On April 6, 2004, WTHT began running a continuous recorded loop directing listeners to 99.9 FM, where "The Wolf" was relocated. A week later, WTHT switched to a classic hits format as WFNK "Frank FM". The station launch was backed by numerous TV commercials and other promotions, with WFNK quickly becoming a ratings success in the Portland radio market.

When it was launched, WFNK began jockless and commercial-free in the spring of 2004. Personalities were added by fall, including longtime morning host Bill Fox, midday DJ Chrissy Cavotta, and afternoon drive DJ Jim Kenton. Kenton was replaced by Leif Erickson in 2005, and Cavotta departed for WFLY in Albany, New York, in 2006. Heidi Knight became morning co-host in 2008, and Program Director Stan Bennett replaced Fox in the morning slot in 2010. Other morning co-hosts included market veterans Joe Lerman, Teddy McKay and Rick Johnson.
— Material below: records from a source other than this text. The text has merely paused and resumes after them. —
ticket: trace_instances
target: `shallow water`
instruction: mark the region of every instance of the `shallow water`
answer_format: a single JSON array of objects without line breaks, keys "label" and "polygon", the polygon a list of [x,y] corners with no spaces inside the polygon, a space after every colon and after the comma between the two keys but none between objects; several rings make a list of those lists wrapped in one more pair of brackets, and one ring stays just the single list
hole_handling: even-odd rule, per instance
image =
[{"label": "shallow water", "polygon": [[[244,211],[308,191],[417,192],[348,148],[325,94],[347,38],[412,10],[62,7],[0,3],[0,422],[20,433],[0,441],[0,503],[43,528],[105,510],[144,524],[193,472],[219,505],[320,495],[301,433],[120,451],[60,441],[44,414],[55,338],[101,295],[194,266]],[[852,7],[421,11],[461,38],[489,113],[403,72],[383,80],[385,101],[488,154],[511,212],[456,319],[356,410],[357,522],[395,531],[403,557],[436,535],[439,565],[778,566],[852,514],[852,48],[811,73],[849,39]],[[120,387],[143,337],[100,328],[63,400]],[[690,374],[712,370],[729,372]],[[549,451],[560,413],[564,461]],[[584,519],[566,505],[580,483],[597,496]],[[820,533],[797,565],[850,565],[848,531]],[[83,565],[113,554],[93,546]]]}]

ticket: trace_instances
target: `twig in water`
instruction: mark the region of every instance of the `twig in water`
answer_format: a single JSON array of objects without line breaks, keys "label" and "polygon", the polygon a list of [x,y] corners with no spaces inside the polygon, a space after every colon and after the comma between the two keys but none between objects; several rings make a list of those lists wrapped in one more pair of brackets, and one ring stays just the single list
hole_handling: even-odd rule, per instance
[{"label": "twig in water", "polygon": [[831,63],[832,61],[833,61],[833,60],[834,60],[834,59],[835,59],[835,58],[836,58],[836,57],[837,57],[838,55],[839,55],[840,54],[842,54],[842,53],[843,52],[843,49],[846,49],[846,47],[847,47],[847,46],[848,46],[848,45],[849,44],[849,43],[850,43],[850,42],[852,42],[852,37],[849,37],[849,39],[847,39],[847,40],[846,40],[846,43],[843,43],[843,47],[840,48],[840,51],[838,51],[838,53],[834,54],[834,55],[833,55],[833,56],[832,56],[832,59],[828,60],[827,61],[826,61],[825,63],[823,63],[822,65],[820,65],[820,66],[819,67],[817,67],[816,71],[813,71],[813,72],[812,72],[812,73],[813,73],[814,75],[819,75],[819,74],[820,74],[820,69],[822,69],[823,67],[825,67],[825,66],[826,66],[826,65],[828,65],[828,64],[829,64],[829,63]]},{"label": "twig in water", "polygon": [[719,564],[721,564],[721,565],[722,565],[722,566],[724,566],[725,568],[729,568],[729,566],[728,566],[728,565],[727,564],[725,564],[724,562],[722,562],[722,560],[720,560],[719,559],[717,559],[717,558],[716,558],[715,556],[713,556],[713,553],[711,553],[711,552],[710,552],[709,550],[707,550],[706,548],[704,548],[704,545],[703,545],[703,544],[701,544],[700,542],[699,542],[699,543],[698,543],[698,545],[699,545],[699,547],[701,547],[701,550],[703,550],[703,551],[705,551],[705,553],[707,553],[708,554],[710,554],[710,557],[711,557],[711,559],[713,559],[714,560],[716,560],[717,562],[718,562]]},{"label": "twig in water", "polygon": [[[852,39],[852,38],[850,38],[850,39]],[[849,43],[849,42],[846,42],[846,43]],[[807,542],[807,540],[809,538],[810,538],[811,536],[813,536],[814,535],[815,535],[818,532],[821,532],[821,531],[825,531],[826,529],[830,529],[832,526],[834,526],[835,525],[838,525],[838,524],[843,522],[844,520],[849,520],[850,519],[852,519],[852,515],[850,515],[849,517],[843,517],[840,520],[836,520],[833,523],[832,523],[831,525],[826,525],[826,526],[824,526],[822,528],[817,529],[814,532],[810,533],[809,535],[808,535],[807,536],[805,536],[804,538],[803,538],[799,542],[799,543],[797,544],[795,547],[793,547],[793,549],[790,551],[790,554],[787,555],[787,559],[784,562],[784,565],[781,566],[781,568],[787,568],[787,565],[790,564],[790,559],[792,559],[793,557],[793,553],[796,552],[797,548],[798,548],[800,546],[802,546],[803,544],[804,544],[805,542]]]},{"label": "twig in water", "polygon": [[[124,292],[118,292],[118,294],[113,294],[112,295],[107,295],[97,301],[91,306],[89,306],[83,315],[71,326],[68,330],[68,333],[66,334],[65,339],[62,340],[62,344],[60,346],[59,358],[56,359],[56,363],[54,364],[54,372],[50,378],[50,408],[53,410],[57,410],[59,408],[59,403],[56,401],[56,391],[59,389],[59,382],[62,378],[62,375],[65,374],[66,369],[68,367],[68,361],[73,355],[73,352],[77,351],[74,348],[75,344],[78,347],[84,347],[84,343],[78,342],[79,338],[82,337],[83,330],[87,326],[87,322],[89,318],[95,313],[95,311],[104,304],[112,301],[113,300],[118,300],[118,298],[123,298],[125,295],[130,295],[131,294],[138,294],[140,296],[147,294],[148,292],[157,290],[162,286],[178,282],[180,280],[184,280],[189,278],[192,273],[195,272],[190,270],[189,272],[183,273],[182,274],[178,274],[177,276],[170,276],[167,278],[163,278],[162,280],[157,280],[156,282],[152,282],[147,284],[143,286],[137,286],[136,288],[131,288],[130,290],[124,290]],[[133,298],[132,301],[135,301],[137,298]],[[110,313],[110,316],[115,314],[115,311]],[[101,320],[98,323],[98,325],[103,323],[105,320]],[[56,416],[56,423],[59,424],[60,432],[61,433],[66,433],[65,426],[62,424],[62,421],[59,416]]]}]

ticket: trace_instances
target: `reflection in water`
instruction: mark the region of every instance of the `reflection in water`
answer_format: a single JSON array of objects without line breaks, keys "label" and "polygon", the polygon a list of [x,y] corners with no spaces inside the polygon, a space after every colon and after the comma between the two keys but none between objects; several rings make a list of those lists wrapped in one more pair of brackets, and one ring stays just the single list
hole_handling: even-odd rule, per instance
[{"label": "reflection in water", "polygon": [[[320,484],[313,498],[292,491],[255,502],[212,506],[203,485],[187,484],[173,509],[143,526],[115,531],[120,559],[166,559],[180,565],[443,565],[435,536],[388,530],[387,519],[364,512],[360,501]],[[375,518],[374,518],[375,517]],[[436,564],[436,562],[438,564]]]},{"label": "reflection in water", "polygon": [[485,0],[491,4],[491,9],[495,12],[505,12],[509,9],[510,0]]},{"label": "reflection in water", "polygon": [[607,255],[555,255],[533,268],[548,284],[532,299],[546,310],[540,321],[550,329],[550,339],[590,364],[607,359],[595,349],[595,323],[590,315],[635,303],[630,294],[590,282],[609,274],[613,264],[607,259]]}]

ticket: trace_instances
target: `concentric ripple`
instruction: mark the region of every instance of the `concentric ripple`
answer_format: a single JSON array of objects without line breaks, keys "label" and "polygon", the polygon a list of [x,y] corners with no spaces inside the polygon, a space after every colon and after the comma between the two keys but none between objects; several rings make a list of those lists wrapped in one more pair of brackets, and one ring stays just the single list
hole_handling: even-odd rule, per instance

The late Mike "Roberts" Tibbetts served as evening host for many years. Mark Persky, formerly of WBLM, had a short stint on the morning show as well. Local music blogger Holly Nunan joined on middays in 2015. WFNK had been hosted by all local personalities since its launch, but with other co-owned Frank FM stations around New England, management decided to have some DJs heard on other Frank stations.

On May 22, 2012, WFNK, along with 16 other stations in Northern New England formerly owned by Nassau Broadcasting Partners, was purchased at bankruptcy auction by WBIN Media Company, a company controlled by Bill Binnie. Binnie already owned WBIN-TV in Derry, New Hampshire. The deal was completed on November 30, 2012.

Former WEEI sports host Mikey Adams began hosting afternoons on WFNK via co-owned WFNQ in Nashua, New Hampshire, in late 2016, moving longtime host Leif Erickson to evenings; Erickson later returned to the afternoon drive time slot.